Keep in mind - Nvidia has no NPU hardware because that functionality is baked-into their GPU architecture. AMD, Apple and Intel are all in this awkward NPU boat because they wanted to avoid competition with Nvidia and continue shipping simple raster designs.

▲

aurareturn 4 days ago | parent [-]

Apple is in this NPU boat because they are optimized for mobile first.

Nvidia does not optimize for mobile first.

AMD and Intel were forced by Microsoft to add NPUs in order to sell “AI PCs”. Turns out the kind of AI that people want to run locally can’t run on an NPU. It’s too weak like you said.
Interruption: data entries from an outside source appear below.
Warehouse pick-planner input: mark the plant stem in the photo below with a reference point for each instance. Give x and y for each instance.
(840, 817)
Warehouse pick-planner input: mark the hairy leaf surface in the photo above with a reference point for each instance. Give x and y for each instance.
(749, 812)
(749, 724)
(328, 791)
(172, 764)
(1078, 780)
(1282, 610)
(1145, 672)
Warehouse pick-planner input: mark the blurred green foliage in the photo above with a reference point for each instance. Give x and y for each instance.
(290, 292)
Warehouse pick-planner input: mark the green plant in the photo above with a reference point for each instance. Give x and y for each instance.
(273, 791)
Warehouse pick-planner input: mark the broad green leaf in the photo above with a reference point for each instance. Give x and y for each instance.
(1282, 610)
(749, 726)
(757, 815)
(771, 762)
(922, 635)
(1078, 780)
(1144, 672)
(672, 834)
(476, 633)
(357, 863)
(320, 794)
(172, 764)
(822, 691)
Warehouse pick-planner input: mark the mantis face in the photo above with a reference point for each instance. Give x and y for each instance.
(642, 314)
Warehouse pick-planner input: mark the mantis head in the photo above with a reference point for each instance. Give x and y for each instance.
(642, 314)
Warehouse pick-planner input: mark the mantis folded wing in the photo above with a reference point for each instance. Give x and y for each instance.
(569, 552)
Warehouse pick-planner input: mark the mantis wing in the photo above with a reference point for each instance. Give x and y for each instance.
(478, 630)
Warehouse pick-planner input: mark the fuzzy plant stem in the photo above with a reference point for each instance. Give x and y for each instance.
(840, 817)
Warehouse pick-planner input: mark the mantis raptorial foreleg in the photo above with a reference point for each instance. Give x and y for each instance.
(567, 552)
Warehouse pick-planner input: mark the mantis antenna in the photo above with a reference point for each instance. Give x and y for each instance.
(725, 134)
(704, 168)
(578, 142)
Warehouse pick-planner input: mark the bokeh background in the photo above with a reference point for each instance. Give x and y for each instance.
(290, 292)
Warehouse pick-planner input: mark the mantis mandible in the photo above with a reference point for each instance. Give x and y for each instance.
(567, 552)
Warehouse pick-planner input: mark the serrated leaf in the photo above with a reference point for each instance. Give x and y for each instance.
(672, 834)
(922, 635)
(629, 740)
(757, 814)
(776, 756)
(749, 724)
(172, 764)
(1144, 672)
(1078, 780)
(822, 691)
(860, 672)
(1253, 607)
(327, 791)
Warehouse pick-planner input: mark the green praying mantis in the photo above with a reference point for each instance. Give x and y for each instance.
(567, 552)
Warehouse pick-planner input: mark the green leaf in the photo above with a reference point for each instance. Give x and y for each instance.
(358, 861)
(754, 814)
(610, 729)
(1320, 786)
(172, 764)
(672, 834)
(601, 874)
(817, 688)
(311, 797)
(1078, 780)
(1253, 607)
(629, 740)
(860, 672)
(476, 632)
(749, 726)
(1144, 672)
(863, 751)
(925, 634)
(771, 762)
AMD and Intel both have matmul acceleration directly in their GPUs. Only Apple does not.

▲

bigyabai 4 days ago | parent [-]

Nvidia's approach works just fine on mobile. Devices like the Switch have complex GPGPU pipelines and don't compromise whatsoever on power efficiency.

Nonetheless, Apple's architecture on mobile doesn't have to define how they approach laptops, destops and datacenters. If the mobile-first approach is limiting their addressable market, then maybe Tim's obsessing over the wrong audience?

	▲	aurareturn 3 days ago \| parent [-]
		MacBooks benefit from mobile optimization. Apple just needs to add matmul hardware acceleration into their GPUs.